We still had a violation in the Nearly Normal Condition which means that they data may not as accurate as needed for the test and this may be impacting the results.
After removing the outliers there were some changes:
“r” went from -.1685 to .0409, a change from negative to positive but also a decrease to point there is probably no relationship
“r2” went from .0284 to .0017, from capturing a small percentage of “Sleep’s” change to almost none
Slope for the Regression – went from negative (-.012) to a positive (.003)

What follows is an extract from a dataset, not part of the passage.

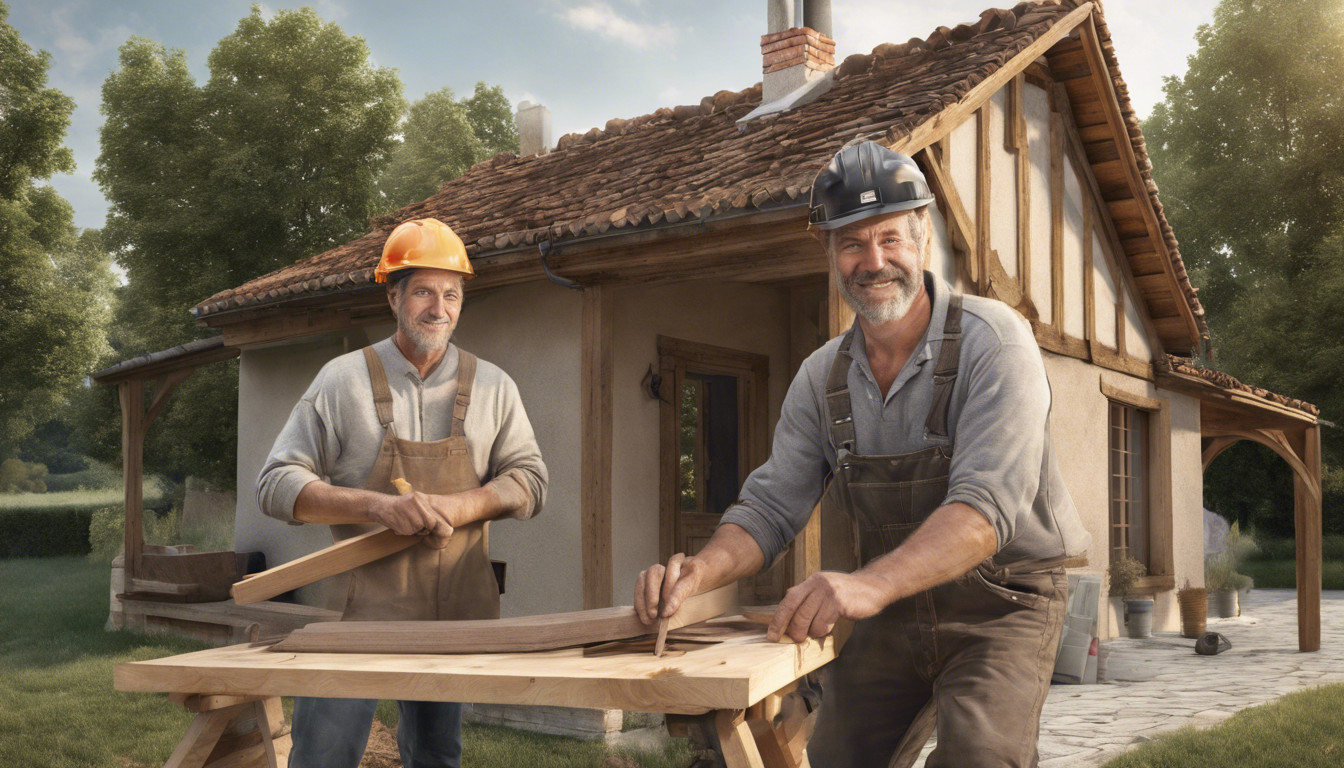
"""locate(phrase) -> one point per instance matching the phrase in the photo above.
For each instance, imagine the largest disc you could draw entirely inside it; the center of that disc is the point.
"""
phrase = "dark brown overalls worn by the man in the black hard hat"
(974, 656)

P-value – went from .4535 to .4321, very little change
Overall removing the outliers makes it appear the relationship went from a negative to a positive relationship. In reality, the relationship was weak to start with and became weaker after removing the outliers. With the p-values both above 40% there is little evidence to say there was a relationship in either run.
(Do not be surprised if you get similar results, especially if you use a small sample size, one class size of data. If you get confusing results, contact me and we can work through it.)
It is a lot of work but some of it is repeating and copy/paste should help.
Step 5 (Run the Regression), the first two values in the section labelled, “Parameter estimates” are the values for the intercept and slope. Remember this for Questions 7 -10.
High values for “r” and “r2” do not always mean a relationship has to exist. There must be some logic as to why you are testing two variables.